Abstract

In this paper, I consider the mobile work of medical equipment engineers to reveal material-discursive practices during the installation of a Cone-Beam Computerised Tomography system. In doing so, I draw together elements of organisation studies and mobilities to explore movement in relation to matter, meaning and materialisation. I use the medical equipment engineers’ work to explore materialities of organising in physical spaces that are continually changing and examine how mobile work shapes, and is shaped by, context, ordering and potentiality. Drawing on ethnographic fieldwork with medical equipment engineers, the data are interrogated to elucidate these highly mobile working practices, specifically drawing out practices and materialities that relate to ordering and space making. The analysis describes the way in which engineers temporarily “own” spaces in which their work takes place whilst also being shaped by the organisation in which they are placed.

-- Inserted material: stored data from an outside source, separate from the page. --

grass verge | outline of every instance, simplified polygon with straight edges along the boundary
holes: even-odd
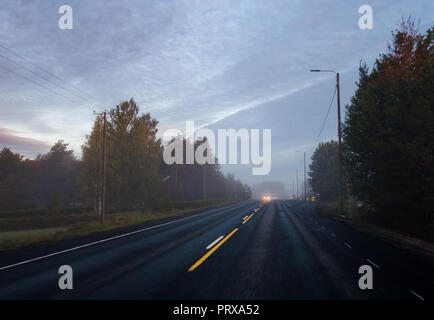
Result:
[[[220,202],[218,204],[214,204],[214,206],[228,205],[231,203],[233,202]],[[97,232],[110,231],[117,228],[142,224],[149,221],[175,217],[194,210],[205,209],[209,207],[209,205],[203,207],[194,206],[193,208],[173,209],[170,212],[148,211],[142,213],[140,211],[130,211],[109,213],[105,216],[104,225],[101,225],[99,222],[99,216],[95,213],[80,214],[79,217],[81,218],[81,221],[77,221],[76,218],[71,219],[70,217],[65,216],[64,221],[67,223],[60,226],[1,231],[0,252],[16,250],[18,248],[30,245],[52,243],[63,239],[81,237]],[[59,219],[56,220],[56,224],[58,224],[58,220]],[[19,223],[19,221],[15,222]]]

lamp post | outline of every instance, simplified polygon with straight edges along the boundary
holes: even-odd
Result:
[[[338,142],[339,142],[339,211],[344,214],[344,186],[343,186],[343,173],[342,173],[342,130],[341,130],[341,97],[339,85],[339,72],[334,70],[310,70],[310,72],[333,72],[336,74],[336,90],[338,99]]]

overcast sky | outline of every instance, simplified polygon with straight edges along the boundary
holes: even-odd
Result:
[[[73,8],[72,30],[58,27],[63,4]],[[358,27],[363,4],[373,8],[372,30]],[[160,130],[186,120],[271,129],[270,174],[252,176],[248,165],[223,170],[291,191],[303,169],[296,151],[310,158],[335,86],[333,74],[309,70],[341,72],[344,106],[360,60],[372,66],[409,15],[425,32],[433,1],[2,0],[0,147],[34,157],[64,139],[80,156],[93,110],[133,97]],[[336,122],[334,104],[320,140],[336,137]]]

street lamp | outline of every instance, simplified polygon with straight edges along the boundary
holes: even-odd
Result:
[[[339,72],[334,70],[310,70],[310,72],[333,72],[336,74],[336,90],[338,95],[338,140],[339,140],[339,211],[344,214],[344,187],[343,187],[343,174],[342,174],[342,131],[341,131],[341,97],[339,87]]]

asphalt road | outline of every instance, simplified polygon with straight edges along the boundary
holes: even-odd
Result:
[[[61,290],[61,265],[73,269]],[[361,290],[359,267],[373,270]],[[312,204],[248,201],[0,256],[0,299],[409,299],[434,295],[431,257]]]

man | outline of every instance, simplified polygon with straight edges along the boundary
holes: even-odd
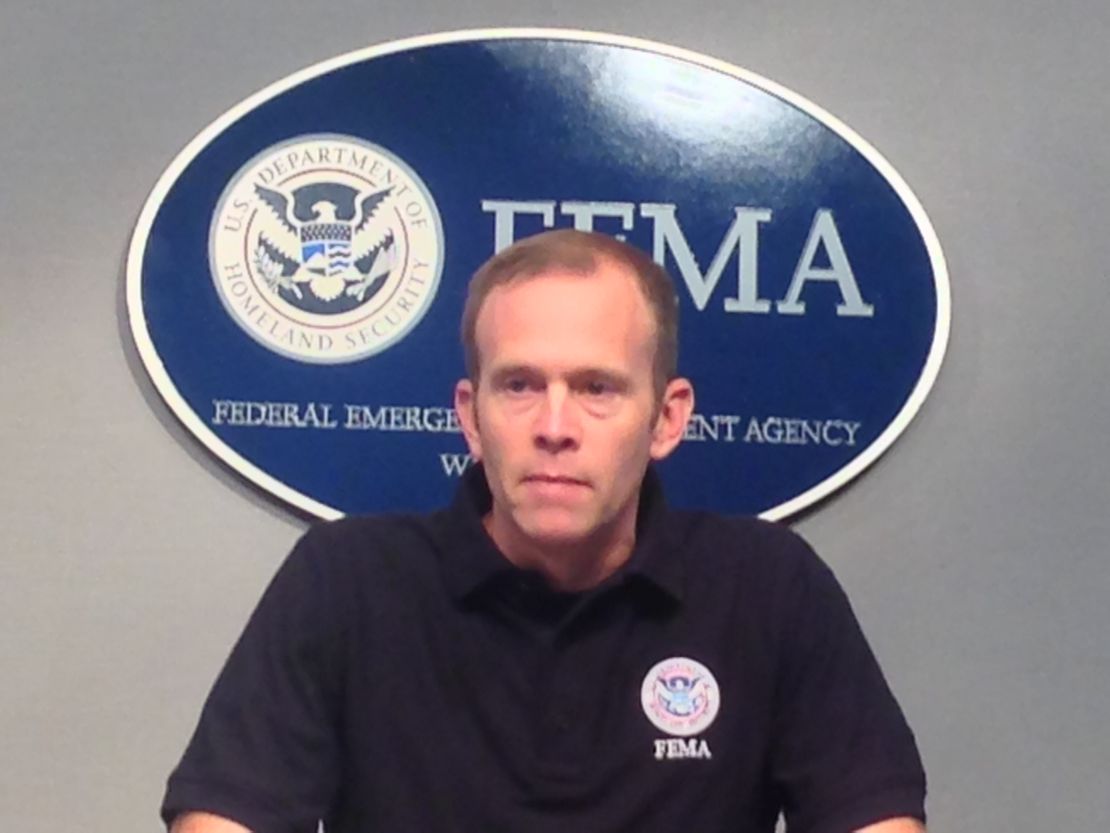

I discuss the technologies of ordering (or control), which take the form of plans or protocols (physical or virtual), and material elements, such as signage, that shape, influence and control but also facilitate, enable and authorise mobile work to take place. Modes of ordering, or strategies, are unpacked to reveal how mobilities influence material-discursive becomings and thus how the mobilities of the engineers become internal to the sociomaterial ordering of the machine. Through this empirical paper, I demonstrate how the mobilities paradigm can help understand these circulations of knowledge and thus understand how mobile work shapes sociotechnical assemblages.